Sydney's name is announced with no more fanfare than anyone else's, and Tippin whistles a celebratory sound at her arrival on the stage. He can just see his daughter cast her eyes to the audience to locate her friends before stepping forward to receive her diploma, and he can tell she's spotted them by the grin she casts in their direction. She solemnly takes her diploma, shakes the hand of the dean, and looks to the audience again as she finishes crossing the stage.

He realizes that she's looking for him a moment later, and the smile she gives him fills him with as much joy as it does regret: she seems both thrilled and relieved to see him. Upon seeing Irina, she almost stumbles- a quick, graceless move that is caught just before she gets off the stage.

"You told her I was going to come, didn't you?" Irina hisses.

"I did," he replies, his eyes following Sydney back to her seat, and he comes so close to saying 'Laura' that his throat burns with it.

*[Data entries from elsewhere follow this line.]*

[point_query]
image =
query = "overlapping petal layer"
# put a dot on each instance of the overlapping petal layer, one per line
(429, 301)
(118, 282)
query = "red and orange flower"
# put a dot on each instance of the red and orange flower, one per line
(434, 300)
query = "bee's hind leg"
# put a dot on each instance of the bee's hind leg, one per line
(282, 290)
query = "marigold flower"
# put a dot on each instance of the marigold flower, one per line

At the end of the ceremony, the students refrain from tossing their hats in the air, (which Jack appreciates, because it allows him to keep his eyes on the places a sniper would most likely choose) and get up to find their friends and family. He stands and Irina follows, her pin catching the sunlight. She opens her mouth to ask something before thinking better of it.

Sydney finds them ten minutes later, after greeting her friends first, and kissing Vaughn soundly. She tucks her hair behind her ear without thinking as she approaches. "I didn't know if you guys would make it," she says awkwardly, like they haven't spoken in months, but her eyes are wide with the image of her parents side by side.

"Of course we came," Irina says briskly, as though she's been to every function. She softens, and her smile is mirrored by Sydney as she says, "Congratulations, sweetheart."

He can see Sydney at five leaping into her mother's arms after the successful recital, full of energy as she recounted every moment, her arms twined around Laura's neck. She hugs Irina now, an adult, and then turns to him. "Thank you, Dad," When she releases him from her embrace, she says, "I'm going to lunch with Vaughn and Will and Francie. I... I guess you have to get back."

"Yes," Irina says, "Have fun with your friends." Sydney looks to him as though asking permission, and when he nods she leaves, a spring in her step as she joins the others.

"She looks beautiful," Irina says as they walk back to the car, her hand in the crook of his elbow, like they're a normal couple leaving their daughter's graduation, and he nods, because it's a true statement. He only opens her door because he wants to make sure she won't escape. She waits until he's driving to say, "If nothing else, you must believe that-" she pauses, "That everything with Sydney was real."

He thinks of Irina catching their daughter, mindful of delicate fairy wings, and peppering Sydney's face with kisses. "I know."